In a Q&A posted online, Inner Mongolian regional education authorities defended the changes, saying they “reflect the will of the Party and nation ... and the inherent excellence of Chinese culture and advances to human civilisation”.
China’s Education Ministry and Ethnic Affairs Commission did not immediately respond to requests for comment on Wednesday.
Videos of the protests appeared on Chinese social media site Weibo on Monday, but have since been removed, according to Reuters checks.
The advocacy group also said videos show curfews were put in place starting on Monday in Lubei town, in the region’s east.
Traffic authorities in Fengzhen, a city southeast of regional capital Hohhot, released a notice on Monday that said they developed a plan for “emergencies involving ethnic languages” to “maintain the city’s political and social stability.”
Local civil unrest is unusual in China, where the internet is tightly controlled and police crack down on gatherings quickly.
PRESERVE THE MOTHER TONGUE
The changes have sparked protest in the independent nation of Mongolia, which shares a border with the Chinese-administered Inner Mongolia.
“We need to voice our support for Mongolians striving to preserve their mother tongue and scripture in China. The right to learn and use one’s mother tongue is an inalienable right for all,” tweeted former Mongolian president Tsakhia Elbegdorj on Tuesday.
In Mongolia’s capital, Ulaanbaatar, a small number of people gathered at the Chinese embassy on Monday to protest the changes.
“Most of us have lost the ability to speak proper Mongolian, but Inner Mongolians have kept that tradition intact.
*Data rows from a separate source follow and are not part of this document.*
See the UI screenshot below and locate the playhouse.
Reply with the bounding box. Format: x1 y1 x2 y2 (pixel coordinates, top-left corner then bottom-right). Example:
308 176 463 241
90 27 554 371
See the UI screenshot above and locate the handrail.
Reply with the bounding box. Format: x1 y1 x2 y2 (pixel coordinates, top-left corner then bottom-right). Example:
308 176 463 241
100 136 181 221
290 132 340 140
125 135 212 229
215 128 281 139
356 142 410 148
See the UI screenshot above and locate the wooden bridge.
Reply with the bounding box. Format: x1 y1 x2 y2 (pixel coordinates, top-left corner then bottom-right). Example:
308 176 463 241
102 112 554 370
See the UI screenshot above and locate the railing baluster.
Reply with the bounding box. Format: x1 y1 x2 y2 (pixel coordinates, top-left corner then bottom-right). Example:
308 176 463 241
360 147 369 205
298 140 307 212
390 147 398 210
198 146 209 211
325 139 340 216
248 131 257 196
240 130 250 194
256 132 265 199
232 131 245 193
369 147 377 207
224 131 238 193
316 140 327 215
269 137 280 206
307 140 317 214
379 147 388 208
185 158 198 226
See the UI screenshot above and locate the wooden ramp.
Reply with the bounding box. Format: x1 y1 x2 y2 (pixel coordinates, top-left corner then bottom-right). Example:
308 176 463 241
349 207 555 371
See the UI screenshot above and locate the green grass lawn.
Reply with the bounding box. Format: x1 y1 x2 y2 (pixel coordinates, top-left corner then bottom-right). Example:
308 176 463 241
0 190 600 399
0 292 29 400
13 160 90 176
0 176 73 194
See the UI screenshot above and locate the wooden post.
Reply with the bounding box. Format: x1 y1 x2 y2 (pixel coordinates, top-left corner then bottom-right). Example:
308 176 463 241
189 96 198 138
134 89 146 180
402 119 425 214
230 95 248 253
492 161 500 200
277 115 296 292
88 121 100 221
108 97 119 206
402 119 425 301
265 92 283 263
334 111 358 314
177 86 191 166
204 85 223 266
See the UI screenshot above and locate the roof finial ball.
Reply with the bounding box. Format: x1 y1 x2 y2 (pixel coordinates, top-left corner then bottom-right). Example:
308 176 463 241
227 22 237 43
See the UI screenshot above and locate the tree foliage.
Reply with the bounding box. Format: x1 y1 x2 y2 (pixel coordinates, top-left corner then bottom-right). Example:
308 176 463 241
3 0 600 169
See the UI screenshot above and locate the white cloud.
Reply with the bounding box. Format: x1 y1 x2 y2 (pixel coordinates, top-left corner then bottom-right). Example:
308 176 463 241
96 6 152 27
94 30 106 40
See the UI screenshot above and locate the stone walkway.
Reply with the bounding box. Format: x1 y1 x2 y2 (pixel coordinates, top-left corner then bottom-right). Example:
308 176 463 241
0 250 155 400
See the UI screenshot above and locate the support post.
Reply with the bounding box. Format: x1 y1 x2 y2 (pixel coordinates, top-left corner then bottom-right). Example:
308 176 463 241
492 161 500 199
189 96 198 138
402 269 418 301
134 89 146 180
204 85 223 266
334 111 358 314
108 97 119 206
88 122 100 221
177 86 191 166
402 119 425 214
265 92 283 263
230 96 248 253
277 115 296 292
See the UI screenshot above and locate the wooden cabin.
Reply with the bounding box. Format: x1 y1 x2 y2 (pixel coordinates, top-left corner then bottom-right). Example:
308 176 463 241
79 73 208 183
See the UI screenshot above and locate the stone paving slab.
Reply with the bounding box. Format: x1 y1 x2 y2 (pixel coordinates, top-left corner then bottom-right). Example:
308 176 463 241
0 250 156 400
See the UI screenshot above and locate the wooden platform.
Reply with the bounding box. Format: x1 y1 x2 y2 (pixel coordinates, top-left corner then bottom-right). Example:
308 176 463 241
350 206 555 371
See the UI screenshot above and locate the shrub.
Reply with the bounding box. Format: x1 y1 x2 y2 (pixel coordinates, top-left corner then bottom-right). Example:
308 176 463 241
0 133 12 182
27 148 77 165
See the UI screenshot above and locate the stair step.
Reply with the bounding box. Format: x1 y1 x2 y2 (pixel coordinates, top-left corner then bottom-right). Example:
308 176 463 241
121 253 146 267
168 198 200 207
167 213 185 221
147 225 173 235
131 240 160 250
I am here to show solidarity with my southern brethren,” philosophy teacher Tseren Tuvshinjargal told Reuters.
The programme to replace ethnic languages in core courses has been deployed in Xinjiang and Tibet beginning in 2017, areas known for unrest between authorities and ethnic minorities.
“Mastering the national spoken and written language is the responsibility and obligation of every Chinese citizen. It is a concrete manifestation of love for the party and country,” said state media outlet Inner Mongolia Daily on Tuesday.